I think a good first step is to quantify for yourself how big of an issue this is using the “new” pageview metric:
If you’re seeing something like 60% non-human traffic, that’s probably fine and you don’t need to take action.
If it’s 95%.. yeah, might be time to start investigating solutions.
Setting Blocked crawler user agents is the admin’s friend. The trash traffic isn’t such a big issue with Discourse because the load isn’t that heavy. But I’ve banned a handful of the worst ones because I really dislike their business model. Everyone is crying about how AI companies are stealing content, which they are actually doing, but SEO companies are much worse — and their bots are really greedy.
But I’m using geo-blocking too, because I can. There are at least half a dozen countries that are sources of knockers and other malicious actors. But if a forum is for a global audience, that isn’t possible, of course.
With my WordPress sites, the same thing is done using Nginx with the help of Varnish.
At the moment, the ratio of humans vs. bots is something like 50/50 in my forum.
I wish I could say I had some solution that was free, or didn’t involve some outside service. I put my biggest forum behind bunny.net’s CDN. They have a generous free tier. But for that forum I go ahead and pay the $10/month to get their security service. It lets me block crawlers, DDoS, and geographically. As CDNs go, they’re really cheap but effective, and they’re not CloudFlare. A lot of folks on the fediverse rate them highly.
I’ve a graph from their Shield service. (I’m a n00b, only 1 graph per reply ) In the first, there were 484K bot connections out of 2M overall connections. I had just moved to the CDN and didn’t have any filtering or blocking in. The next shows 11K bots, and 90K blocked due to access lists (I block China and Russia and maybe a couple others). So that’s about 100K from bots on a total of 700K requests that week.
Cloudflare has always been nice to me and I’ve never had to pay for anti-bot services. That and their newer stuff like anti-AI is great and what keeps me a customer and shill for them I guess. Don’t want AI scrapers stealing your data? Just use one of their managed rules (given it’s entirely possible using just normal robotstxt like I do on my site)
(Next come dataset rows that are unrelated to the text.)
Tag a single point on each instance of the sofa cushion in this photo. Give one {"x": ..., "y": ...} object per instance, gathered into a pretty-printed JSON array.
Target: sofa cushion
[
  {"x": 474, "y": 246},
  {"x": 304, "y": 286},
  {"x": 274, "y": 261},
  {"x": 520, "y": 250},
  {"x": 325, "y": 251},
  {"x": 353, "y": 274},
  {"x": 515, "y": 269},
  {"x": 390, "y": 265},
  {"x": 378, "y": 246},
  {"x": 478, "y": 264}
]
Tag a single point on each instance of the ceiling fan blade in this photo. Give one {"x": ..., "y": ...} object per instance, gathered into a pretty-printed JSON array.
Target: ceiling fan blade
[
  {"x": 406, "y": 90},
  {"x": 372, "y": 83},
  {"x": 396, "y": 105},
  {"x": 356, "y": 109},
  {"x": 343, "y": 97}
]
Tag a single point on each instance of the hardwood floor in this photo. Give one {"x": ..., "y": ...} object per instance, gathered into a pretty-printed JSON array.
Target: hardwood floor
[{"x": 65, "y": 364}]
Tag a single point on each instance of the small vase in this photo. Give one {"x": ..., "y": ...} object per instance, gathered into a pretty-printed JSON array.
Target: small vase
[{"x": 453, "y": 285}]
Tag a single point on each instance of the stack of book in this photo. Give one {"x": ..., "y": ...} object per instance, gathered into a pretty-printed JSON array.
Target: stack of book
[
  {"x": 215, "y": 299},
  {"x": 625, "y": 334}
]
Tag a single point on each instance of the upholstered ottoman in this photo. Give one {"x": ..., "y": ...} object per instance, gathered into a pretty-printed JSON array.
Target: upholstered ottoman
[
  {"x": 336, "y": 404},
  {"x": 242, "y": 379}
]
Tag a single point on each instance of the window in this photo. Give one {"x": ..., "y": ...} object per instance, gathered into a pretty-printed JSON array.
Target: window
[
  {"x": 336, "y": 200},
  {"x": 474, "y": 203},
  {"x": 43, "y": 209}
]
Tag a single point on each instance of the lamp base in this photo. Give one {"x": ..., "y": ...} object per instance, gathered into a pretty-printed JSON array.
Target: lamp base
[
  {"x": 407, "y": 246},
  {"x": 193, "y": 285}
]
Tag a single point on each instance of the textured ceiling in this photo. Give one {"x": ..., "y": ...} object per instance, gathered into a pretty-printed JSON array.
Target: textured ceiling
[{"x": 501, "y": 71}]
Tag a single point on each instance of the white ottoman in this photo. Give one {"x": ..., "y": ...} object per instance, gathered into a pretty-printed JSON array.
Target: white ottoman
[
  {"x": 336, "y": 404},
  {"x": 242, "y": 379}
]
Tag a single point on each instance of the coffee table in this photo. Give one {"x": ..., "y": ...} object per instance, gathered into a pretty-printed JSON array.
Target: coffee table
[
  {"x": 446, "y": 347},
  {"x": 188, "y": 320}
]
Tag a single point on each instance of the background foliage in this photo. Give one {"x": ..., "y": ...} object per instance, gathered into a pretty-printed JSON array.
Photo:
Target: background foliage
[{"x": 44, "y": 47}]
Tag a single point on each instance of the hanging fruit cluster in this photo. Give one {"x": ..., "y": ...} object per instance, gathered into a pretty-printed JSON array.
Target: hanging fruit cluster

Whether or not these startups actually listen to and respect the file is another story, but good on them for trying at least. None of my sites have issues with bots in the past and I’m still repeatedly happy with the ability to block common wordpress exploits directly there after reading my logs.
Facebook (meta) has did something like that if I disable ‘AI crawlers control’ the meta simply do 9K requests per hours so only way is block all them
At fediverse I don’t have these problema for awhile but I waiting for more updates activitypub because even if I hadn’t any problema with it my bandwith will be affected will be affected for nothing
This isn’t the place to really discuss the merits of CloudFlare, but my problem with them is not good people like you. My problem with them is all the bad people they’re perfectly willing to do business with. Anyone in the cybersecurity world who fights malware and botnets sees CloudFlare come up a lot. Likewise anyone who fights extremists online knows how often CloudFlare will protect extremist sites where other providers won’t. It’s not that they’re ineffective or that they’re too expensive. It’s the lack of morals in selecting their clientele.